25 abril 2005

Cabra Cega



Nota: 8

Década de 70, anos de chumbo. Dois jovens militantes da luta armada, que sonham com uma revolução social no Brasil, vêem de dentro de um apartamento seus sonhos ruírem. Thiago (Leonardo Medeiros) é comandante de um grupo de ação esquerdista, que após ser baleado em uma emboscada policial, precisa se esconder na casa de Pedro (Michel Bercovitch), arquiteto simpatizante da causa. Rosa (Débora Duboc), menina do interior que entrou com o pai na luta de esquerda, é seu único contato com o mundo lá fora.

Thiago é usado como exemplo em Cabra Cega, que explora a situação limite de jovens guerrilheiros que tentam a todo custo mudar a sociedade em que vivem. Ex-líder estudantil que optou pela luta armada, Thiago questiona a passividade da classe média que assiste calada e omissa a toda a crueldade da ditadura militar. O filme critica, sutilmente, um país que viveu um período de censura de mãos atadas.

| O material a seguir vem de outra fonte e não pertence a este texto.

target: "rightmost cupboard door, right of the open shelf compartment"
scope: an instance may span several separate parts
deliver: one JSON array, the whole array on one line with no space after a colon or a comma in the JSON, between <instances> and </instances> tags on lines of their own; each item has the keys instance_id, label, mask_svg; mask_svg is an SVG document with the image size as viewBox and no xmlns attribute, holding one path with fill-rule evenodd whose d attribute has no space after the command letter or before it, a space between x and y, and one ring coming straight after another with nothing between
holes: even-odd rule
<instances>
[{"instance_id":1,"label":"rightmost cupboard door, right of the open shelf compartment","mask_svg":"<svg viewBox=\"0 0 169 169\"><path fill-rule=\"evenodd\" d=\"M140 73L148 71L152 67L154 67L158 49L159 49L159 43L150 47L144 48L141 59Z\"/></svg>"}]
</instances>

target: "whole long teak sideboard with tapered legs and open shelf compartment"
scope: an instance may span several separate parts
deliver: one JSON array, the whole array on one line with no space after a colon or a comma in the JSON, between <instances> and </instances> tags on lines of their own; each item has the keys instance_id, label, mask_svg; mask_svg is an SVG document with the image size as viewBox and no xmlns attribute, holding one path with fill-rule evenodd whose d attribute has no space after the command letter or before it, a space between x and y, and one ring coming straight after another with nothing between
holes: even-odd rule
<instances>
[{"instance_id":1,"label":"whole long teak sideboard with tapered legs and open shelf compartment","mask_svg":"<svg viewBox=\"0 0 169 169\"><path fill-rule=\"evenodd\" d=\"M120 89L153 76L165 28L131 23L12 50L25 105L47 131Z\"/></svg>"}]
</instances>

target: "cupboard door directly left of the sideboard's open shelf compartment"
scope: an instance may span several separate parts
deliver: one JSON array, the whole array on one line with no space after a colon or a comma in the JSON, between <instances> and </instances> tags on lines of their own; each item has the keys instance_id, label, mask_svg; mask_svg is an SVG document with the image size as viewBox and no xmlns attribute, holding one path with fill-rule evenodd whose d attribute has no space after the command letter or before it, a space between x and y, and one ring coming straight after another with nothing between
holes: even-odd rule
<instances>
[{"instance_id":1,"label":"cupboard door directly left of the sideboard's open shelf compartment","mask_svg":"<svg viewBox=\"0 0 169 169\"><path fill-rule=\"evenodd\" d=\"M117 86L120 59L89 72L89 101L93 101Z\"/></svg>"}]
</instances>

Fruto de uma vasta pesquisa elaborada a partir de depoimentos de ex-guerrilheiros sobre o dia-a-dia na clandestinidade, Cabra Cega explora os motivos que levaram alguns brasileiros a ultrapassar seus limites físicos e emocionais em prol de uma causa. Não por acaso, o dia 31 de março foi escolhido pelo diretor Toni Venturi para ser apresentado no Rio de Janeiro: há exatos 41 anos acontecia o golpe militar no Brasil.

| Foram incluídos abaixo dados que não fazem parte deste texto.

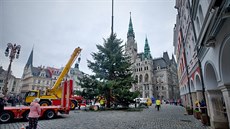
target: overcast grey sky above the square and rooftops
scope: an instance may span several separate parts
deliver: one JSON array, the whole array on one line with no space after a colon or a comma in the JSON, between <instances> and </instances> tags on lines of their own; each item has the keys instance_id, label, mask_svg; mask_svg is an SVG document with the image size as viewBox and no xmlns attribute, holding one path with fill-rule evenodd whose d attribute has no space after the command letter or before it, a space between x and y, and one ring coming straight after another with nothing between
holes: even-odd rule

Dessa vez Venturi parece ter conseguido finalmente aproximar-se do público – os anteriores O Velho e Latitude Zero não tiveram tanta repercussão de crítica. Sem ser panfletário, o longa causa arrepios em muitos momentos, ao mostrar o enfraquecimento do movimento e o abandono da estratégia armada. Graças à belíssima trilha sonora, a época, que já pareceu remota, é sentida na pele durante a exibição.

Cabra-cega aborda a resistência armada contra a ditadura brasileira. Cavalaria passa, polícia esbraveja, indignados marcham. Em meio à correria, dá para ver no rosto das pessoas o orgulho de se opor ao regime. Mas algumas cenas resgatadas da TV Tupi, hoje de domínio público, mostram o corpo já sem vida de Che Guevara (1928-1967) escarafunchado na Bolívia.

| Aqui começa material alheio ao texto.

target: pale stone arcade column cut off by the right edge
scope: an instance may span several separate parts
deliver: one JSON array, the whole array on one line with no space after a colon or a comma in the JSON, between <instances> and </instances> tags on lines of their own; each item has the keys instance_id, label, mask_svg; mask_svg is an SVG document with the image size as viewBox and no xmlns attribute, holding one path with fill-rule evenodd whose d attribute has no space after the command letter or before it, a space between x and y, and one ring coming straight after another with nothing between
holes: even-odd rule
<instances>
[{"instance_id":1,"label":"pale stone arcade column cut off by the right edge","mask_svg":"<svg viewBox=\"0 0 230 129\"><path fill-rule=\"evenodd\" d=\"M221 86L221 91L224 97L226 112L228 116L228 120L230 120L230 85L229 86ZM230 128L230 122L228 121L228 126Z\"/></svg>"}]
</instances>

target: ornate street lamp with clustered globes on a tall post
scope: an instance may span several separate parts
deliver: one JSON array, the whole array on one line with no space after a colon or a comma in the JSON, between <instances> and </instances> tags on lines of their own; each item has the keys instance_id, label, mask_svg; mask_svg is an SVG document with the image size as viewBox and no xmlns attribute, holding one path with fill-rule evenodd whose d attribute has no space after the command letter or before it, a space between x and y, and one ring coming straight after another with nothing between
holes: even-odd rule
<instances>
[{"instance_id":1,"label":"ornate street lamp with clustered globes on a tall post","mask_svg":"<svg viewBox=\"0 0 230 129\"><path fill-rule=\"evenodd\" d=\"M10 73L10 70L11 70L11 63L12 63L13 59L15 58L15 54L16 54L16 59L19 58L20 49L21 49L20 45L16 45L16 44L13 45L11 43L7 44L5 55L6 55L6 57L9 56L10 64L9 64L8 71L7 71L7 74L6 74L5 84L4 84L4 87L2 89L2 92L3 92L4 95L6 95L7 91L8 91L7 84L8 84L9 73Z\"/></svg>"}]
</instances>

Assim, desde o primeiro momento a utopia da revolução popular entra em choque com a realidade da repressão. Esse é o conflito que permeará todo o filme - vencedor de cinco Candangos no Festival de Brasília de 2004, Melhor Filme - Júri Popular, Melhor Diretor, Melhor Ator (Leonardo Medeiros), Melhor Roteiro e Melhor Direção de Arte.

Na história, o militante Thiago (Medeiros), baleado no peito no dia em que viu a sua companheira e amada ser capturada pela polícia, precisa passar uns dias no “aparelho” de seu mentor, Mateus (Jonas Bloch). Lá recupera as forças e aguarda novas diretrizes. Sozinho, fechado - e silencioso por medo de ser denunciado - no apartamento, lhe resta esperar. Mas ficar afastado da ação, ouvir notícias de camaradas mortos, começa a lhe fazer mal. No desespero Thiago refletirá sobre a sua vida e o seu engajamento.

Cabra-Cega tem, nessa sua releitura da história recente, muito em comum com Quase Dois Irmãos (2004). O longa de Lucia Murat também confina um militante setentista de esquerda - neste caso, junto com presos comuns na Penitenciária da Ilha Grande - e o obriga a "parar para pensar". Entretanto, são propostas distintas. Toni Venturi não tem a ambição de Lucia, alça vôo mais modesto, mas por isso mesmo resulta mais coerente e conciso. Trata-se do típico pequeno grande filme.

Em um primeiro momento, esse thriller dramático parece querer aplicar uma lição de moral em Thiago. Um companheiro de aparelho, Pedro (Michel Bercovitch), por exemplo, participa de ações mas não deixa de viver a sua rotina acadêmica, muito menos a sexual - vivência que soa perda de tempo para o abnegado ferido. Aos poucos, porém, aprendemos a nos identificar (e a sofrer) com as angústias de Thiago. As suas mínimas vitórias no cárcere privado - descobrir o amor ou aquele LP do exilado Caetano, curtido com fone de ouvido para não chamar a atenção - passam a ser vitórias nossas também.

Ainda que o resto do elenco não se aprofunde tanto nos seus personagens como o talentoso Medeiros, ainda que o texto tenha resquícios de discursos, de diálogo "lido" - coisa que Venturi se preocupou em tentar limar - a direção segura não perde o foco da narrativa. Desde o começo equilibra bem a crítica consciente à implosão dos aparelhos e o afago emocional naqueles que um dia perderam a vida ou sobreviveram em nome da liberdade do país.